Bei den nicht kindgerechten Schnelltest hat die Regierung immerhin gelernt und für die Grund- und Förderschulen auf Lollitests umgestellt. Eine Unterstützung für die Schulleitungen wurde leider wieder einmal nicht mitgedacht.

Es gäbe wirklich viel zu tun und anzuschieben, stattdessen arbeitet die Landesregierung an ihrer Agenda: u.a. Marginalisierung der Sozialwissenschaften zugunsten von Wirtschaft in der Lehramtsausbildung. Auch hier gibt es einen breiten Sturm der Entrüstung.

Welch hervorragende Arbeit an den Schulen in NRW trotz aller Widrigkeiten gerade in der Pandemie geleistet wird, zeigen die Preisträger des Deutschen Schulpreises.
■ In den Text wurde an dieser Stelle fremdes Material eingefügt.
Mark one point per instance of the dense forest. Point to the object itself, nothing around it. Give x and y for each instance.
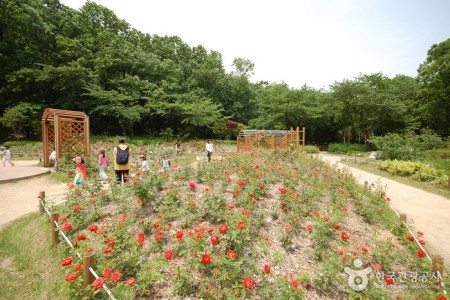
(134, 83)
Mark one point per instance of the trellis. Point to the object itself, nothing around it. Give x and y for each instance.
(63, 126)
(249, 140)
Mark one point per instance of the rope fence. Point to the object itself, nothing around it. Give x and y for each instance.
(89, 275)
(367, 161)
(437, 261)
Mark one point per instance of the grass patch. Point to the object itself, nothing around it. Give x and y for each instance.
(426, 186)
(29, 264)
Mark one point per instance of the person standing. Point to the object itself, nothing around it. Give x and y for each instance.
(80, 171)
(7, 156)
(178, 147)
(166, 163)
(121, 161)
(102, 164)
(209, 149)
(52, 158)
(145, 167)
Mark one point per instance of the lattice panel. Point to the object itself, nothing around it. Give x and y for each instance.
(68, 132)
(51, 140)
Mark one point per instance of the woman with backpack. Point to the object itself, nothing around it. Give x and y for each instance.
(122, 154)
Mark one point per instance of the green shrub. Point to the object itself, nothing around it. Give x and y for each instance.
(311, 149)
(347, 148)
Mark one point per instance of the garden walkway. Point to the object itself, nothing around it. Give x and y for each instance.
(426, 212)
(19, 187)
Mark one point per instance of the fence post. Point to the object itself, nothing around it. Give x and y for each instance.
(88, 277)
(403, 220)
(41, 202)
(437, 264)
(55, 233)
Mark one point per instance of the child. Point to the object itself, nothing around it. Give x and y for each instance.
(144, 168)
(7, 156)
(80, 171)
(102, 164)
(166, 163)
(52, 158)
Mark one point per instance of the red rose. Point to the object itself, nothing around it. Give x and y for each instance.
(67, 226)
(98, 283)
(282, 190)
(115, 276)
(168, 254)
(71, 277)
(131, 281)
(67, 262)
(223, 228)
(214, 239)
(231, 254)
(179, 234)
(206, 259)
(241, 225)
(421, 253)
(388, 280)
(81, 237)
(344, 235)
(93, 228)
(248, 283)
(107, 273)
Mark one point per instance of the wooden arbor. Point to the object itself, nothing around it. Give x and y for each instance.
(249, 140)
(62, 126)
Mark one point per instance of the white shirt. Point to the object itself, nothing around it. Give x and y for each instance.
(145, 167)
(52, 155)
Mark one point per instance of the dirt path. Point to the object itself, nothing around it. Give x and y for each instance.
(427, 212)
(20, 197)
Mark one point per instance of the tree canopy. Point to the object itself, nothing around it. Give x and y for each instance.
(131, 82)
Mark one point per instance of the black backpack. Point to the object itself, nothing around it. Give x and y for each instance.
(122, 156)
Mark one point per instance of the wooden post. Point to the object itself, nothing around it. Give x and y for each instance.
(88, 278)
(41, 202)
(437, 264)
(55, 233)
(403, 220)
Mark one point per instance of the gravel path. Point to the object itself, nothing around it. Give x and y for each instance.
(426, 212)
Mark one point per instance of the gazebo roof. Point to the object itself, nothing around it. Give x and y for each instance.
(253, 132)
(49, 114)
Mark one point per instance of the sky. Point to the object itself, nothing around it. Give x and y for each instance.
(298, 42)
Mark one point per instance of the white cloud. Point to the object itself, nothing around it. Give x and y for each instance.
(299, 42)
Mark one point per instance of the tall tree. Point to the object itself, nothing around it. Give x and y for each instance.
(434, 90)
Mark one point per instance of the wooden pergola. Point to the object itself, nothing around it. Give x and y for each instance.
(60, 127)
(249, 140)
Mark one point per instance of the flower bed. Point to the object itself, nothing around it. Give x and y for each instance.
(263, 225)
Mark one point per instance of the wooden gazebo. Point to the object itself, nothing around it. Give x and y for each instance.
(249, 140)
(62, 126)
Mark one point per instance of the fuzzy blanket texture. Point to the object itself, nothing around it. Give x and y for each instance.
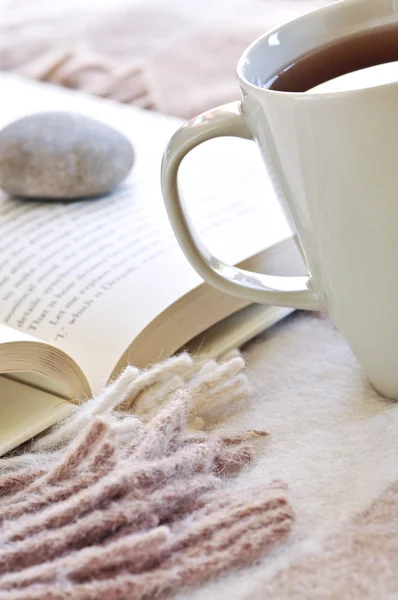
(173, 56)
(120, 505)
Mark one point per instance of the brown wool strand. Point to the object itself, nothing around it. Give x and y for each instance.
(126, 508)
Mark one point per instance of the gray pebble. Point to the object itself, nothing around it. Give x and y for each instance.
(57, 155)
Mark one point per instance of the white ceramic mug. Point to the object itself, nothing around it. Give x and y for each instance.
(333, 160)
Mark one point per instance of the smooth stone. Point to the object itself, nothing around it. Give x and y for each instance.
(62, 155)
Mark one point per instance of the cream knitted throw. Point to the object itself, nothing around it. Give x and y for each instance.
(118, 506)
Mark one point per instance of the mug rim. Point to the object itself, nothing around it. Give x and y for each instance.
(336, 6)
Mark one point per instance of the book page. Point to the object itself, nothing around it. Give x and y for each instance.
(26, 411)
(88, 276)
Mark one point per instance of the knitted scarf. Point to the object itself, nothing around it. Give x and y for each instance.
(132, 496)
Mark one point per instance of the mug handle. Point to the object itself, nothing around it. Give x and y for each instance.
(226, 120)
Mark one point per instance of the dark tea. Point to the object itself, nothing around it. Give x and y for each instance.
(360, 51)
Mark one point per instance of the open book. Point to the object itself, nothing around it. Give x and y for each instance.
(87, 287)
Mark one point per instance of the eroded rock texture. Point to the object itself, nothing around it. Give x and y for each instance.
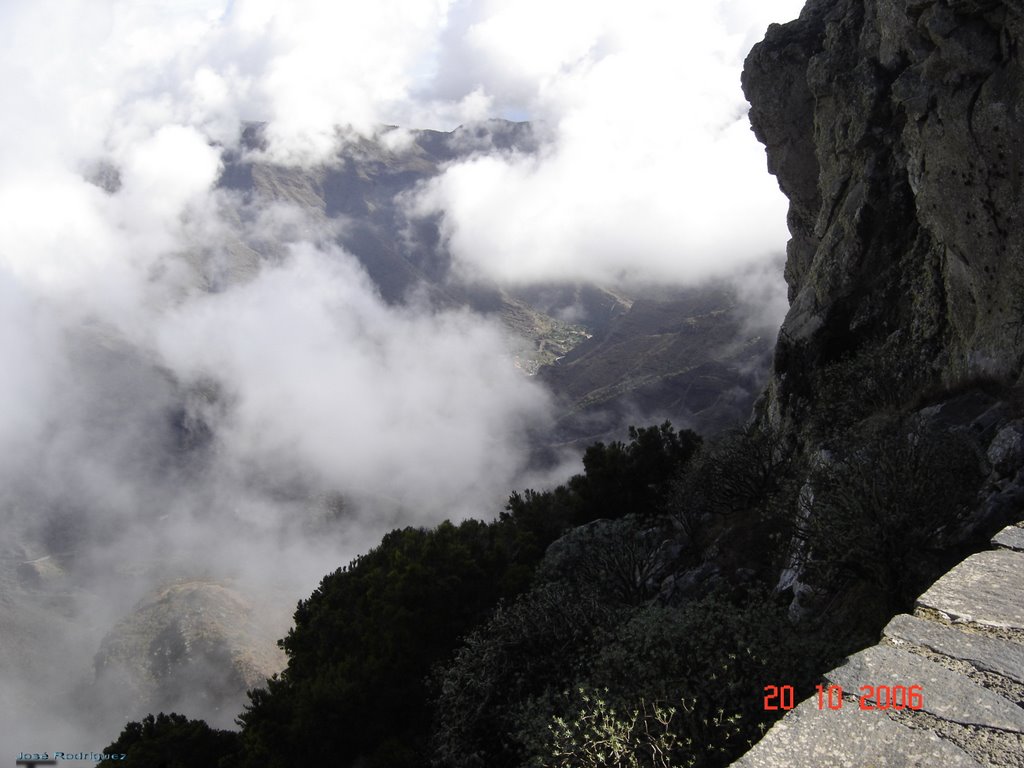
(895, 128)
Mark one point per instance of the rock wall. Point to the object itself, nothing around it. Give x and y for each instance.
(895, 128)
(963, 648)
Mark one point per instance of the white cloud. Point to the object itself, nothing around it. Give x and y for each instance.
(647, 171)
(651, 173)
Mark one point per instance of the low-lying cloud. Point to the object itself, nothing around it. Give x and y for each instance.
(189, 385)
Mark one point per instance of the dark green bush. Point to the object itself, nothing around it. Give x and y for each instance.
(174, 741)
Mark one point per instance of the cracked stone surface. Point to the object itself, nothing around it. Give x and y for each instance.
(1001, 656)
(1011, 537)
(850, 737)
(985, 589)
(946, 694)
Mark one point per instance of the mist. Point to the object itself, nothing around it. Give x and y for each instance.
(197, 389)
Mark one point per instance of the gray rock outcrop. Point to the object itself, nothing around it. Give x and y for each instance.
(895, 128)
(964, 646)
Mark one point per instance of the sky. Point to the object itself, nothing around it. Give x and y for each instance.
(301, 375)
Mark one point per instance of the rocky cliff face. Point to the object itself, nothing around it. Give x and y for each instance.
(895, 128)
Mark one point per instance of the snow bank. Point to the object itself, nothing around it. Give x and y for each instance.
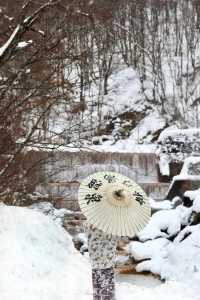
(37, 258)
(165, 223)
Ein herzlicher Glückwunsch an die Schulgemeinden verbunden mit großem Dank für das Engagement, das diese Würdigung zu recht erfahren hat.

Ihre/Eure

Sigrid Beer

 

Inhalt:

  • Lolli-Tests in Grund- und Förderschulen: Endlich kindgerecht, aber leider werden Schulen allein gelassen
  • Luftfilterförderung ausgelaufen – Was kommt jetzt?
  • Zweites Bildungssicherungsgesetz: Spät und nicht ausreichend
  • Zentrale Prüfungen und Klassenarbeiten – muss das jetzt sein?
  • Einschulung flexibilisieren – gerade jetzt macht das Sinn
  • Extra-Zeit und wirkliche Unterstützungsprogramme
  • Außerschulische Lernorte, Umweltbildung und anderes, was nötig wäre
  • Schulscharfer Sozialindex – gut gemeint, aber auch gut gemacht?
  • Datenschutz beim Distanzlernen
  • Inklusion an Grundschulen – Das Bündnis für inklusive Bildung schlägt Alarm
  • Fachbeirat Inklusion – Schulministerium bleibt beratungsresistent
  • Inklusion an Berufskollegs auch ohne Sonderpädagogik
  • Sowi bleibt – Protest gegen die neue Lehramtszugangsverordnung
  • Petition – Endlich Gerechtigkeit: Schluss mit Diskriminierung an Grundschulen in NRW!
  • Drei Sieger aus NRW beim Deutschen Schulpreis 2021
  • BNE in Kommunen und Schulen
  • Novellierung des Weiterbildungsgesetzes: Anhörungen im Familien- und Wissenschaftsausschuss
  • Termine

 

Lolli-Tests in Grund- und Förderschulen: Endlich kindgerecht, aber leider werden Schulen allein gelassen

Flächendeckende Tests an Schulen war das Versprechen für die Zeit nach Ostern. Doch nicht nur die kurzfristige Beantragung der Mittel im Haushaltsausschuss zeigten den mangelnden Planungsvorlauf. Zustellung, Gewährleistung ausreichender Mengen – das alles erinnerte eher an ein Roulettespiel als an eine verlässliche Planung und Gewährleistung durch das Schulministerium.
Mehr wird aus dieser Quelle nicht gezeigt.